From Leon Marshall in Johannesburg The proposed opening of a coal mine on the verge of one of South Africa’s most prized nature reserves has put the cat among the pigeons. Conservationist have long been alarmed at the way mining is being allowed in some of the country’s most sensitive areas. Now they are preparing...

From Leon Marshall in Johannesburg

The proposed opening of a coal mine on the verge of one of South Africa’s most prized nature reserves has put the cat among the pigeons.

Conservationist have long been alarmed at the way mining is being allowed in some of the country’s most sensitive areas. Now they are preparing to haul the government’s department of mineral resources and the mining company before court.

They have also launched a public resistance campaign and have used an authoritative environmental program on one of the state-owned television station’s three channels to urge viewers to call government officials to demand explanations. They have themselves been unable to get information or even to get through to these officials, but their telephone numbers and email addresses were repeatedly flashed on screen for the viewers to use.

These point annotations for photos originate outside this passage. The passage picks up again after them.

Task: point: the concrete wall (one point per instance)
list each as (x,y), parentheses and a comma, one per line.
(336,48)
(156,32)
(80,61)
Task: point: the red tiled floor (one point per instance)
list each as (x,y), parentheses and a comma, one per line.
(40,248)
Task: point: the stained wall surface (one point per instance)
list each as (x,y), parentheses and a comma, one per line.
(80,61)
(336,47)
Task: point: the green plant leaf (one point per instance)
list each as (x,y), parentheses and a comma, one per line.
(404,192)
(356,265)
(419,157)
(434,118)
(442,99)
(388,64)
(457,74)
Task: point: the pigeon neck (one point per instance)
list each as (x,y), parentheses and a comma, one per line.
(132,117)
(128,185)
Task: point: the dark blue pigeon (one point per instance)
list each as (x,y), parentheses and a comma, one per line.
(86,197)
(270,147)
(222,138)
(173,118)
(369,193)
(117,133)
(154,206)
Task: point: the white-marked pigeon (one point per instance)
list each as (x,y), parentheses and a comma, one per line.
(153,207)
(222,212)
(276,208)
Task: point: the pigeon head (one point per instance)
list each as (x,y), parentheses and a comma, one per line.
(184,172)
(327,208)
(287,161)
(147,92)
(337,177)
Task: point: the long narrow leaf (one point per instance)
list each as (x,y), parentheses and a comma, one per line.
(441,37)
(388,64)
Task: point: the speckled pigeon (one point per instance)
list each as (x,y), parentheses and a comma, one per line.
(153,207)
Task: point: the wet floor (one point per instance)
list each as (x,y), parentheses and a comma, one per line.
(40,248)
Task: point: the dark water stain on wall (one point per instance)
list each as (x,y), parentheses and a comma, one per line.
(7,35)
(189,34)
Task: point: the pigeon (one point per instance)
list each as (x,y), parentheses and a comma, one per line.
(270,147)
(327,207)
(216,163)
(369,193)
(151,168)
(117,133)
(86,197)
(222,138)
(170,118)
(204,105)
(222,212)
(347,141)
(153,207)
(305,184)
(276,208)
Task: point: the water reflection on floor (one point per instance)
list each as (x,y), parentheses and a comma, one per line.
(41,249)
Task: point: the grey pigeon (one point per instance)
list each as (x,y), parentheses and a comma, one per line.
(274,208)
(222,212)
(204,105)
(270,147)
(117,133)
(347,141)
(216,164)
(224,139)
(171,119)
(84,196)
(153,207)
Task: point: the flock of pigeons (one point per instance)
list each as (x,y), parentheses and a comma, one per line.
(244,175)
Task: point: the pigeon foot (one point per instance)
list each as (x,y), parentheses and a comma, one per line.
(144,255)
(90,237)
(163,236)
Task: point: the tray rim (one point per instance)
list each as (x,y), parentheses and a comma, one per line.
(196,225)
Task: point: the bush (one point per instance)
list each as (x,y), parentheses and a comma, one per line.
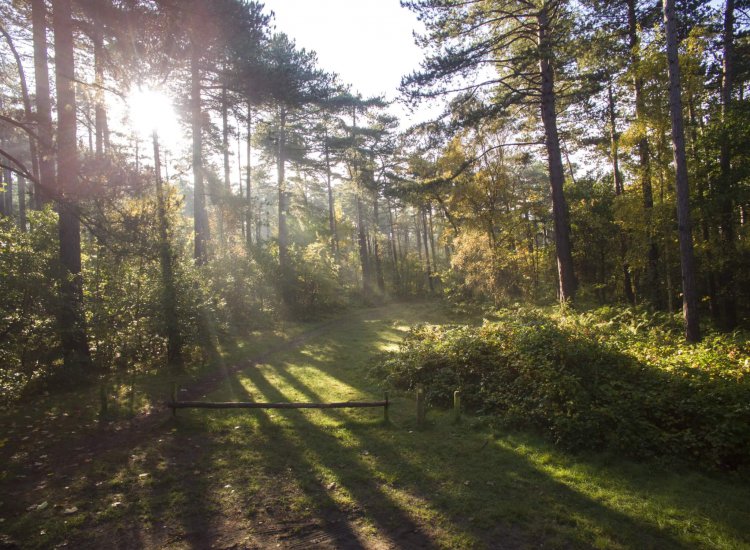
(603,380)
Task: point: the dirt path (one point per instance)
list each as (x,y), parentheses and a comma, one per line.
(47,463)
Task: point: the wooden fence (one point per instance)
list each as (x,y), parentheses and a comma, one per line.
(174,405)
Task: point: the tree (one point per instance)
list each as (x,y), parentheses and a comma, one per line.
(523,41)
(75,346)
(689,293)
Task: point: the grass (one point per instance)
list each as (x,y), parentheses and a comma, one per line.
(341,478)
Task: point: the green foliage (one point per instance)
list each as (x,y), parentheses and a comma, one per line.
(612,379)
(28,331)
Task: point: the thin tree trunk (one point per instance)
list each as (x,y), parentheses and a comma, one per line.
(283,228)
(28,115)
(8,194)
(22,204)
(427,250)
(249,177)
(689,295)
(169,296)
(227,189)
(432,236)
(100,114)
(619,189)
(46,179)
(200,217)
(644,157)
(394,252)
(364,259)
(375,244)
(76,354)
(726,188)
(331,209)
(556,175)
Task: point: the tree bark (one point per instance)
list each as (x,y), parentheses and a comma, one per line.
(76,354)
(689,295)
(200,218)
(727,294)
(619,189)
(22,204)
(100,114)
(46,178)
(563,249)
(426,250)
(249,178)
(644,157)
(28,115)
(169,296)
(284,262)
(331,209)
(376,246)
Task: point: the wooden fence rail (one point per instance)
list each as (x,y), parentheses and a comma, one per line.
(174,405)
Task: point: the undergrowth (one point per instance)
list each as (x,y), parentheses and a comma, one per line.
(610,379)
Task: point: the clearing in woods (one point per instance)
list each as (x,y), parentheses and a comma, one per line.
(340,478)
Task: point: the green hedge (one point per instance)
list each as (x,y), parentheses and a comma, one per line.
(610,380)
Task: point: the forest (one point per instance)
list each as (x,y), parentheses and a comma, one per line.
(191,202)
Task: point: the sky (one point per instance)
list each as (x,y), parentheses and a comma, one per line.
(369,43)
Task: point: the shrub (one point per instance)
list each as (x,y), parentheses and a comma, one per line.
(589,381)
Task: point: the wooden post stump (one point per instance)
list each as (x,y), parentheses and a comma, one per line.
(420,406)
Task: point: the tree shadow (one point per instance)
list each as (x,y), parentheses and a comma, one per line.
(431,482)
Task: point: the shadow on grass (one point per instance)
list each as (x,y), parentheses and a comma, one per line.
(424,471)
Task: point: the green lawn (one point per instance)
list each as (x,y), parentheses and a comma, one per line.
(341,478)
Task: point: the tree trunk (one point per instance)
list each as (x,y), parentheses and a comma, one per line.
(28,115)
(8,194)
(364,260)
(76,354)
(169,296)
(283,209)
(227,191)
(46,179)
(727,293)
(375,244)
(644,157)
(22,204)
(426,250)
(556,175)
(200,218)
(331,209)
(689,295)
(100,114)
(619,189)
(249,177)
(394,252)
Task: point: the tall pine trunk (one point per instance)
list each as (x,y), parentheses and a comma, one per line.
(46,182)
(249,178)
(563,249)
(619,189)
(200,217)
(689,294)
(644,158)
(169,292)
(76,354)
(727,294)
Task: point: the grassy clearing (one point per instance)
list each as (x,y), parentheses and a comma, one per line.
(340,478)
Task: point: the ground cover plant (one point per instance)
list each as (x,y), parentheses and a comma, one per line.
(343,479)
(611,379)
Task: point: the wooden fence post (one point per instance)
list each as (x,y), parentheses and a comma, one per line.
(420,406)
(103,399)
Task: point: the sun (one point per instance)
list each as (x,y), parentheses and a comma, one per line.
(151,110)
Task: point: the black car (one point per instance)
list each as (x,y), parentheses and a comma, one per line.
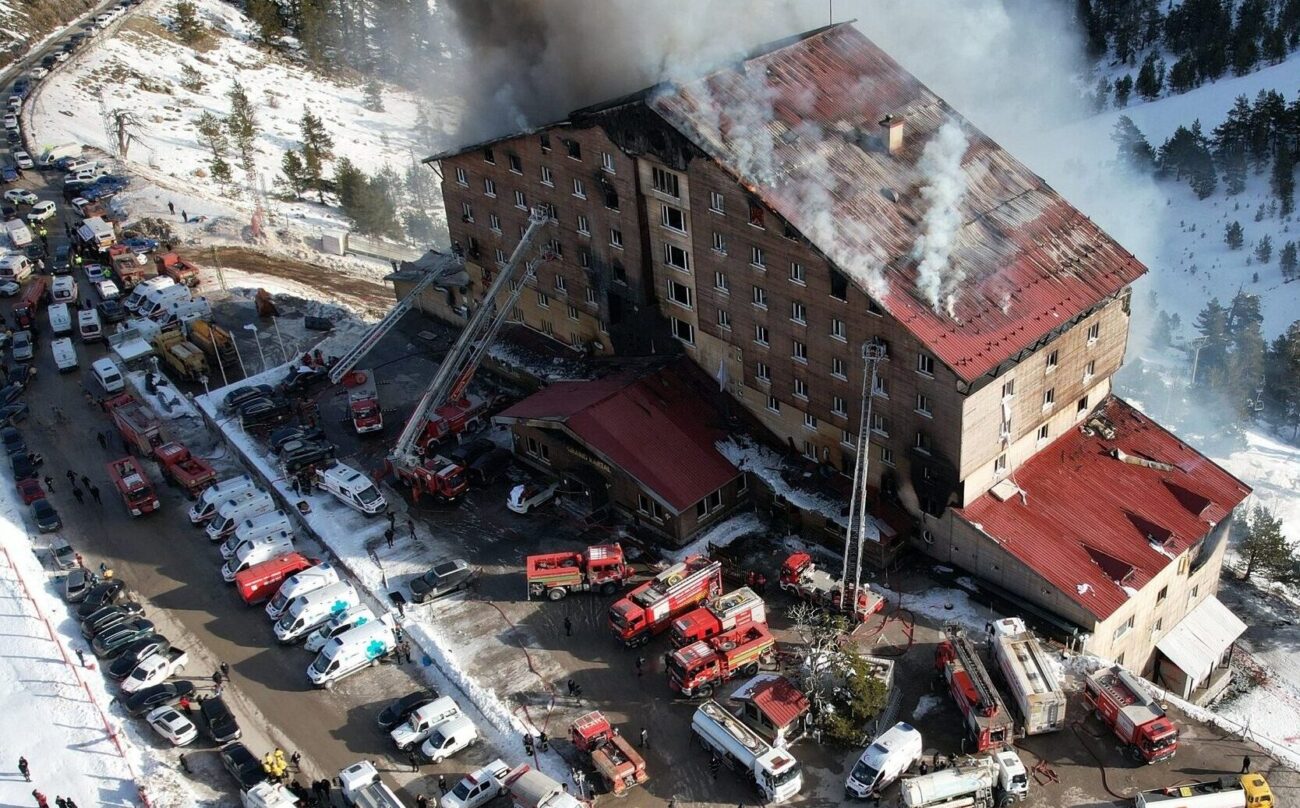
(242,764)
(168,693)
(100,594)
(282,435)
(445,578)
(131,655)
(468,452)
(237,398)
(489,468)
(112,311)
(401,709)
(46,516)
(13,442)
(219,722)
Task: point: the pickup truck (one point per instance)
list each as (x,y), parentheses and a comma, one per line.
(155,669)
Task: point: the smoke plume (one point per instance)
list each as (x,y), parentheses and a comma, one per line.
(940,165)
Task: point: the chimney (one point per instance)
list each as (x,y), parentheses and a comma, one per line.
(893,133)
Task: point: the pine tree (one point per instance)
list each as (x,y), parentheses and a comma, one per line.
(317,150)
(187,25)
(1234,237)
(1264,250)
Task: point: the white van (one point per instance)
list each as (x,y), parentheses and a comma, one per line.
(142,289)
(63,290)
(885,760)
(89,325)
(108,376)
(299,583)
(351,487)
(308,612)
(250,554)
(16,268)
(60,318)
(261,525)
(355,616)
(65,355)
(449,738)
(235,511)
(352,650)
(215,495)
(421,722)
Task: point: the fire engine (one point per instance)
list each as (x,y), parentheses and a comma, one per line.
(698,668)
(987,719)
(555,574)
(731,611)
(618,763)
(133,486)
(650,608)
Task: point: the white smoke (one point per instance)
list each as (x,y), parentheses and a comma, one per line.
(944,189)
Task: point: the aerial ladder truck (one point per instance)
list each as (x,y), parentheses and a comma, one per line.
(445,408)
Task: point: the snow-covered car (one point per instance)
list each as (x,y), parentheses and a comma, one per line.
(155,669)
(170,724)
(42,211)
(527,496)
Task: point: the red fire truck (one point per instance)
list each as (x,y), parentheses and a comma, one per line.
(190,472)
(732,611)
(133,486)
(1127,708)
(698,668)
(138,426)
(987,719)
(555,574)
(612,756)
(650,608)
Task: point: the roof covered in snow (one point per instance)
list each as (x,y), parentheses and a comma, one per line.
(1108,505)
(657,428)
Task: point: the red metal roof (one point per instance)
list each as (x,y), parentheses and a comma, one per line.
(800,127)
(654,428)
(1093,521)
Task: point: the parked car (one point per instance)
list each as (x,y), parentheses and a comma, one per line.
(219,722)
(46,516)
(30,490)
(242,765)
(443,578)
(172,725)
(151,698)
(399,709)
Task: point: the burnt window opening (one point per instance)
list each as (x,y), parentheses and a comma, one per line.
(839,285)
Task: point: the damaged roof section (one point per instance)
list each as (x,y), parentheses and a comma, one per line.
(1095,524)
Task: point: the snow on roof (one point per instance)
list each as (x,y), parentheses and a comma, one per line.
(1100,516)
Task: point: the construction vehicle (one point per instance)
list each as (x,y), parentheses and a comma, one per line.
(731,611)
(612,756)
(1230,791)
(650,608)
(190,472)
(774,772)
(133,486)
(975,782)
(180,353)
(697,669)
(135,422)
(987,719)
(446,405)
(1123,704)
(555,574)
(172,265)
(363,402)
(1028,676)
(801,577)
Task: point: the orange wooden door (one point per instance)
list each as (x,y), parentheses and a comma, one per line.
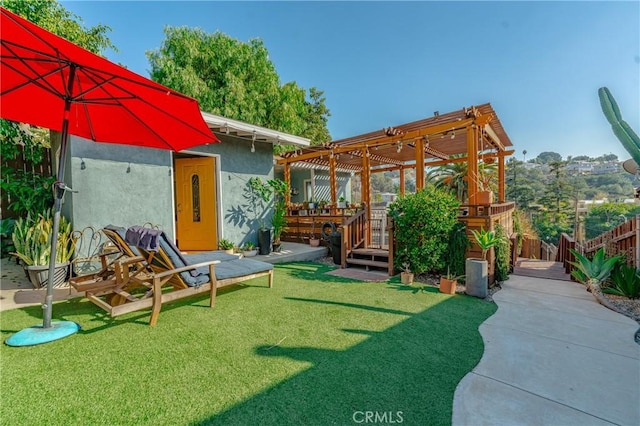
(196,219)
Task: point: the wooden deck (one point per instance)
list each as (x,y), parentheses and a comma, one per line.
(541,269)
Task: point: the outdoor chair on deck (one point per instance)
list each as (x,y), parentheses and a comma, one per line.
(169,275)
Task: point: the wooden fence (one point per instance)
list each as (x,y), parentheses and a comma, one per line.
(534,248)
(21,163)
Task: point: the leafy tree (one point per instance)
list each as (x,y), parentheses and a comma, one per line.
(52,16)
(423,222)
(237,80)
(29,192)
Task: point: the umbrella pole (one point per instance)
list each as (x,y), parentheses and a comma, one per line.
(49,331)
(59,188)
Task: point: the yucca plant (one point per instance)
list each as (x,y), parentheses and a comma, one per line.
(626,281)
(595,270)
(486,240)
(32,240)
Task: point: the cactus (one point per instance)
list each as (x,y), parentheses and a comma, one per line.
(628,138)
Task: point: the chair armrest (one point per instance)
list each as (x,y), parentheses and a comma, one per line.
(185,268)
(129,260)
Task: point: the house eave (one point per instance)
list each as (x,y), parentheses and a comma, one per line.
(230,126)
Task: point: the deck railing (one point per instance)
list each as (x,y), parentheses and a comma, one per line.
(564,254)
(354,234)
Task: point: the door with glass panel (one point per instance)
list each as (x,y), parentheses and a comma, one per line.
(196,221)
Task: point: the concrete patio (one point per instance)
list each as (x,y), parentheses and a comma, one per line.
(553,356)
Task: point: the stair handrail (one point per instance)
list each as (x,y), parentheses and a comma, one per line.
(352,234)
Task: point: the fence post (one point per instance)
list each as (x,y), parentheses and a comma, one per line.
(637,241)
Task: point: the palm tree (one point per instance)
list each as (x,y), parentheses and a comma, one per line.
(453,177)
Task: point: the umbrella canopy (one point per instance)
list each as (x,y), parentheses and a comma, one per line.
(40,71)
(50,82)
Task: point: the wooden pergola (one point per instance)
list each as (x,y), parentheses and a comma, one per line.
(467,135)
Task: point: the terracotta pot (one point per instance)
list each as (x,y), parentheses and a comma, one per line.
(406,278)
(448,286)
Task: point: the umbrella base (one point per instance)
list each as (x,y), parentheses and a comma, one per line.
(38,334)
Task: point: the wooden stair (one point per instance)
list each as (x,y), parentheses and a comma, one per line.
(369,257)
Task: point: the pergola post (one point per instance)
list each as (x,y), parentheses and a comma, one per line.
(287,179)
(501,180)
(419,163)
(333,178)
(366,191)
(472,162)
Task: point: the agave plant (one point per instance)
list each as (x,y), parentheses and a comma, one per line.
(32,240)
(626,281)
(486,240)
(596,270)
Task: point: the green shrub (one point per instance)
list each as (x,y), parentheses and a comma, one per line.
(625,281)
(503,254)
(593,271)
(485,240)
(455,255)
(422,224)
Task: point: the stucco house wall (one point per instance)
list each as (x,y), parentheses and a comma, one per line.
(124,185)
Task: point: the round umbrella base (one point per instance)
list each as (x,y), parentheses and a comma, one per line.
(38,334)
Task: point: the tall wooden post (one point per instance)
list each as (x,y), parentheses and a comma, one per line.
(472,162)
(287,179)
(366,192)
(501,180)
(419,163)
(333,178)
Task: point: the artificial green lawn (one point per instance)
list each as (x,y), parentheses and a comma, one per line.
(314,349)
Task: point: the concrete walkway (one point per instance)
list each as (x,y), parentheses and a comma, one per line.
(553,356)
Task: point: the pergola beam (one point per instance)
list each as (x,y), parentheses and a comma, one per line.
(385,140)
(494,139)
(429,163)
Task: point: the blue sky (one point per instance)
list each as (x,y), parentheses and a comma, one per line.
(539,64)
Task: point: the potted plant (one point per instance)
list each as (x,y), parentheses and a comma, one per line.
(249,249)
(406,276)
(312,204)
(226,246)
(32,241)
(260,193)
(477,275)
(342,203)
(279,219)
(449,282)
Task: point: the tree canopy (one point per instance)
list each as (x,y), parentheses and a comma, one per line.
(52,16)
(238,80)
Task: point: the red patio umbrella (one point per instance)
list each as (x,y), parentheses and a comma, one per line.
(50,82)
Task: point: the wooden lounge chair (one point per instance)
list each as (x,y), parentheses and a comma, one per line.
(169,275)
(125,269)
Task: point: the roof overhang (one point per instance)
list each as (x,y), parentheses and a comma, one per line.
(233,127)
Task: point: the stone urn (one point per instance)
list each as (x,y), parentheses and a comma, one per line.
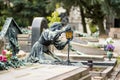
(109,55)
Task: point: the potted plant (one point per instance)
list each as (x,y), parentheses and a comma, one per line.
(109,49)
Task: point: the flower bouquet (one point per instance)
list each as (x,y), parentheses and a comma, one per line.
(109,49)
(7,60)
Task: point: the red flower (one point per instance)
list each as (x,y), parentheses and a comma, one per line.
(4,59)
(1,58)
(4,52)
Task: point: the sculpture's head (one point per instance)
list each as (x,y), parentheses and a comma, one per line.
(56,26)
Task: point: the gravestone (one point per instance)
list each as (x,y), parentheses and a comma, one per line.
(38,25)
(10,23)
(9,27)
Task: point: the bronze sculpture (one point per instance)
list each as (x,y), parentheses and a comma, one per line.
(48,37)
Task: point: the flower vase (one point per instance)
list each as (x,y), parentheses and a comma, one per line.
(109,55)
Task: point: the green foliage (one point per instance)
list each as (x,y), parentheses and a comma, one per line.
(93,27)
(53,18)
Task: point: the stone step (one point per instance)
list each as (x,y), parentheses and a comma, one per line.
(74,75)
(46,72)
(81,57)
(87,77)
(106,62)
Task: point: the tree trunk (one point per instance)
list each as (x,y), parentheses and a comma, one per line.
(101,26)
(83,19)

What brought to a head their outrage at this latest instance of mining’s intrusion is the blatant manner in which just about every environmental, and in this case even cultural, consideration is being flouted. They fear the mine will deface the landscape, pollute the air, foul the area’s water resources, and do incalculable harm to the budding tourist trade.

The mining company, Australia-listed Coal of Africa Limited (CoAL), has already started massive land clearance and excavations, despite questions about the legality of their operation.

In a rare display of unity, environmental organizations have formed a consortium through which they have applied for a court interdict to stop the mining works. And, seemingly feeling itself under pressure from the public outcry, the national government’s department of environmental affairs has now also stepped in by calling a halt to construction and instructing the mining company to appoint an independent environmental consultant to assess its compliance with environmental legislation.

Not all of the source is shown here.